So how's that for potpourri--a bit of this and a bit of that?
Monday, November 11, 2013
After Alice Munroe was awarded this year's Nobel Prize for Literature, I read a number of reviews of her work in general. She's a short story writer, and I like short stories. She's Canadian, as is my mother, and I've always felt a bit feeble for not having read more Canadian authors. Her stories were reputed to be of the commonplace, the everyday, the unsung--I tend to like stories like this.
So, I stopped in at the library and picked up the only book left on her shelf--I clearly wasn't the only person who decided to see why Munroe was awarded a Nobel Prize. The book I read was The Beggar Maid: Stories of Flo and Rose--a collection of stories about Rose and her step-mother Flo, and published as a collection in 1991.
I'm not sure this was the best introduction to Munroe because frankly I didn't think the stories were that good. They span a period of about 40 years--from when Rose is a young child to when Flo is elderly, suffering from dementia, and in a nursing home and Rose is middle-aged and trying to make the right decisions regarding caring for her. Neither woman is very appealing--neither demonstrates qualities that I admire--and their stories are uniformly dull. That said, Munroe is an excellent writer--she has a quiet, deft touch with words, a spareness that is elegant, and an honest, unflinching manner. She is not coy.
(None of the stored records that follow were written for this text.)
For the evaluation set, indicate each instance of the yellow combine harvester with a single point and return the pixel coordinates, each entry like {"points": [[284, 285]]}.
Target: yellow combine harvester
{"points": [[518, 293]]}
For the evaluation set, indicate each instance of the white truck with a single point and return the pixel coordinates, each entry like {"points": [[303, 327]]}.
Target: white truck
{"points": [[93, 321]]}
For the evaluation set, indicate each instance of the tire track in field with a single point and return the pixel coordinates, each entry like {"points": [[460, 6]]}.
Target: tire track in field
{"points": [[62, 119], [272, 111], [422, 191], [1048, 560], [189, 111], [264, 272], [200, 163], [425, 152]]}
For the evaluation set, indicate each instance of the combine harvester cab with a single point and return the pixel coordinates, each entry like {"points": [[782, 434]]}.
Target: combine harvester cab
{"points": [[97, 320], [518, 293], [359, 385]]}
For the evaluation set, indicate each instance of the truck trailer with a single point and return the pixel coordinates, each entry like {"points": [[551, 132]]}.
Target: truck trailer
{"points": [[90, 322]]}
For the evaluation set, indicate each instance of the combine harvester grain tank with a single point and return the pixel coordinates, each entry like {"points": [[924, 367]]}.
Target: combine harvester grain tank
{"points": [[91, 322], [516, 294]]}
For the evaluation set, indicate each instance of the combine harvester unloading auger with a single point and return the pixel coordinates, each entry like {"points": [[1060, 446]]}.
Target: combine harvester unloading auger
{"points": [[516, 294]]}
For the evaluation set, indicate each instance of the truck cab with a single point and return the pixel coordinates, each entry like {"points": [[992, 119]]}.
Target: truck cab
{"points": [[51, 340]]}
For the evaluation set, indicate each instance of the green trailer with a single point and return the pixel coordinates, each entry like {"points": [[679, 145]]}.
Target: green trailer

I wanted to love these stories, but I didn't. Actually, it crossed my mind that Rose is somewhat like Anne of Green Gables, but without the rosy patina of fancy that L.M. Montgomery scattered over her creation. They are both isolated and adrift as young children, craving love, nursing ambition, dreaming big. But Rose's life is gritty and grubby, mean-spirited, and selfish. She looks for love, but discards it without actually letting it envelope her. Flo has the harsh exterior of Marilla but without the big heart and sterling core. I'm not sure if I would've thought to compare Anne and Rose if they both hadn't been from Canada--I think maybe, but the Canadian roots made the comparison inevitable for me.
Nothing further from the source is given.